Michel Ciment, Une vie de cinéma

Dans le même temps, en France, Sautet et Pialat sont les héritiers de grands maitres comme Renoir ou Becker. Très tôt, Ciment fait l’éloge de Stéphane Brizé. Il cite un propos d’Éric Holder, mort récemment, dont Mademoiselle Chambon avait été adapté par le cinéaste : « Chez Brizé, quand les larmes coulent, elles coulent souvent à contre-jour. »

Les rencontres qu’on trouvera dans le livre sont d’un intérêt inégal.
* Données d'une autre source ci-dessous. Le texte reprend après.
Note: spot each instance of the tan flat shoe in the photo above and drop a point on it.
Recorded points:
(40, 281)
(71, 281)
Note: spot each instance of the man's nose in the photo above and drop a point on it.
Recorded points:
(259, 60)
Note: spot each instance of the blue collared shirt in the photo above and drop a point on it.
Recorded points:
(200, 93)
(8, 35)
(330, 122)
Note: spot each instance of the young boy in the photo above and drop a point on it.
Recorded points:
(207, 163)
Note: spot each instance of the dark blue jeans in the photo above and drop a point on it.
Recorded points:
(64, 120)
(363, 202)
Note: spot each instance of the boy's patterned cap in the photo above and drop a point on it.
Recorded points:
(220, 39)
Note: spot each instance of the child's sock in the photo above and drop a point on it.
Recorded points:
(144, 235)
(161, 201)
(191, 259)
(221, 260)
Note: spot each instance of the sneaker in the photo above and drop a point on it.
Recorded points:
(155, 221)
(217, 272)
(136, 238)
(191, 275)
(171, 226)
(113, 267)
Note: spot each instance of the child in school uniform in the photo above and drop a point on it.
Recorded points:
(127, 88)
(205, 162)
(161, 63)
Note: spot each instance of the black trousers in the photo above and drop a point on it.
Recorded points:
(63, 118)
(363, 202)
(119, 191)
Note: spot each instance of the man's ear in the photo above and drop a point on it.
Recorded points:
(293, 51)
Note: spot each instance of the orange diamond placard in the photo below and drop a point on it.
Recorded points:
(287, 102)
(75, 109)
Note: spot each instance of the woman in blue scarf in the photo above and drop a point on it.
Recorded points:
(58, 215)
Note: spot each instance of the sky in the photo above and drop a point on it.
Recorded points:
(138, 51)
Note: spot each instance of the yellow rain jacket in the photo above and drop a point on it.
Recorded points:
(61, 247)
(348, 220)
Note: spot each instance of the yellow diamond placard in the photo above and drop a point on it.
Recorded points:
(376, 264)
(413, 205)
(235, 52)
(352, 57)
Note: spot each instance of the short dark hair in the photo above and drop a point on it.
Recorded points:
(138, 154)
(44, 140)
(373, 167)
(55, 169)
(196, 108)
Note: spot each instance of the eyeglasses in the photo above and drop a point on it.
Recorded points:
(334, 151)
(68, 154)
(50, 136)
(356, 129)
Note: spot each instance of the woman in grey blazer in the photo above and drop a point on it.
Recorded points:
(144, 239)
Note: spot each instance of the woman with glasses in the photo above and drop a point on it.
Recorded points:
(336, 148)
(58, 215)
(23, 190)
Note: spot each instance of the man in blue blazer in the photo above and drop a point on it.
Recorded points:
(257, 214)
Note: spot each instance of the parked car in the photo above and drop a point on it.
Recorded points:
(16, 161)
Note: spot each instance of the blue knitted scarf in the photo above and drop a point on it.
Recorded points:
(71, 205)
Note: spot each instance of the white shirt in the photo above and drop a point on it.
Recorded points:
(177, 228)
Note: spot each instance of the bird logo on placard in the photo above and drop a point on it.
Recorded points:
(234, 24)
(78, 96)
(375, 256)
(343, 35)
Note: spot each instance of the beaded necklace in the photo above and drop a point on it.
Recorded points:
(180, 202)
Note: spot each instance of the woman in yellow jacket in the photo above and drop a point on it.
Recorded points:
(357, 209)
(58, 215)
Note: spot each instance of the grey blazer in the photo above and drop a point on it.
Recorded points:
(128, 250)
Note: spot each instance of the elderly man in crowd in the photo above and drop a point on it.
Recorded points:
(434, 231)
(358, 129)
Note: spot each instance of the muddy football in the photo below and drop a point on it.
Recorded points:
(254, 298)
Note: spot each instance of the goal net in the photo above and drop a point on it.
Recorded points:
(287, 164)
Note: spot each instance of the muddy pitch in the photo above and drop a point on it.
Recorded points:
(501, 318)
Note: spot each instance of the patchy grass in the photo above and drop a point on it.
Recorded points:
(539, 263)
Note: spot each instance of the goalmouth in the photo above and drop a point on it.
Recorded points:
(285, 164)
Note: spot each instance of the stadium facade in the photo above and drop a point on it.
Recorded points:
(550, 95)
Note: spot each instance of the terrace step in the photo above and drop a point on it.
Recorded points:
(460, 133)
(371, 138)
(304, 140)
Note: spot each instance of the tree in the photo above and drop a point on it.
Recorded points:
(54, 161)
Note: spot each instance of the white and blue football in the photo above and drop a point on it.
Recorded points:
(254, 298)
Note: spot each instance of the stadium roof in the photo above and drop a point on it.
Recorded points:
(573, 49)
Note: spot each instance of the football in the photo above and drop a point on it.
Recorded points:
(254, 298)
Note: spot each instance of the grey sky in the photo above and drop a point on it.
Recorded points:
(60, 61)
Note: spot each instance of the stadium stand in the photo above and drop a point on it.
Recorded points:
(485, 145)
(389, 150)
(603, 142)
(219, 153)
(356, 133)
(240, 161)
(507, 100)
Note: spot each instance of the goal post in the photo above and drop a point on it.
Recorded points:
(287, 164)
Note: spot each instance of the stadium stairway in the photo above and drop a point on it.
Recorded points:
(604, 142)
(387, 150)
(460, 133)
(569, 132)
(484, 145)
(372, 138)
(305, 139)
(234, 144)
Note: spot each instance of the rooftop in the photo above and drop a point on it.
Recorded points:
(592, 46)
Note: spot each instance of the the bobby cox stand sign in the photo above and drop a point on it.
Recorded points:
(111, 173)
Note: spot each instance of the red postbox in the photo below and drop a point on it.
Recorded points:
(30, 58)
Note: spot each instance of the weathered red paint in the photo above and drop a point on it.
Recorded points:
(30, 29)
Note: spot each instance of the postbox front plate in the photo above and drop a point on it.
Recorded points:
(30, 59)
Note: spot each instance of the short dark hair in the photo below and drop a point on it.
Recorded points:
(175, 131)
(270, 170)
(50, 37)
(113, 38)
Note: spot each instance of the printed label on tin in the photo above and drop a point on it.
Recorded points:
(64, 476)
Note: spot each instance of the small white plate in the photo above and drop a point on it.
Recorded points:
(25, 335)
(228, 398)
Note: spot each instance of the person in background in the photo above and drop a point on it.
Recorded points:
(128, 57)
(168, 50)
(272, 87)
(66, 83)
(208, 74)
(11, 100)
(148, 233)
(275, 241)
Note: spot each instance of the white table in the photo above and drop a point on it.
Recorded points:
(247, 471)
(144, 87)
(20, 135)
Celles avec Gainsbourg, par exemple, ne s’imposent pas vraiment. Vargas-Llosa et Imre Kertész sont certes Prix Nobel mais on n’est pas impressionné par ce qu’ils disent. Je nuancerai pour Pinter, qui a adapté L’ami retrouvé pour Jerry Schatzberg, et qui fut surtout le dialoguiste de The Servant et du Messager. On s’arrêtera, en revanche, sur l’entretien avec Jeanne Moreau qui revendique sa « liberté totale ». Elle raconte des moments de tournage avec Antonioni, glacial, laconique et la difficulté dans laquelle elle s’est trouvée, ainsi que Mastroianni, pour La nuit. Elle devait tourner Rocco et ses frères, avec Visconti, et avait choisi l’auteur de L’avventura. Difficile de savoir ce que cela aurait donné. Retenons de l’actrice qui a tant aimé être mise en scène par Klaus Michael Gruber et Patrice Chéreau ce qu’elle dit de sa méthode : pour construire un rôle, elle « fait sa valise » : elle se fabrique une biographie du personnage. Retenons aussi ses regrets sur La mariée était en noir, un film qu’on se figure très abouti ; les acteurs, parmi lesquels Lonsdale, Bouquet et Denner, n’étaient présents qu’une semaine chacun sur le film. Elle n’a jamais eu le sentiment d’être dans une équipe.

On s’amusera beaucoup à lire l’entretien avec Trintignant, qui évoque pêle-mêle Corbucci, le rigolard auteur du Grand silence (western repris par Tarantino), et Robbe-Grillet. On pourrait citer les articles sur Mike Leigh, Stephen Frears, John Boorman, ne serait-ce que pour la boutade de Truffaut qui voyait une opposition entre cinéma et anglais. Terminons avec l’un de nos cinéastes de chevet, que Shaftesbury annonçait dans une formule : « La vie est une tragédie pour l’homme qui sent et une comédie pour celui qui pense. » Ce cinéaste qui nous fait rire à en pleurer, qui aimerait connaître l’autre point de vue dans le film chargé de pathos tiré du Journal d’Anne Frank, ce juif viennois qui dut quitter Berlin nazifiée, c’est Billy Wilder dans l’œuvre de laquelle « circulent toujours une anxiété diffuse, un malaise sournois ». En somme, il est notre meilleur contemporain, bien plus proche de nous que bien des réalisateurs de nanars remplissant les salles, mais qu’on oubliera dans une semaine.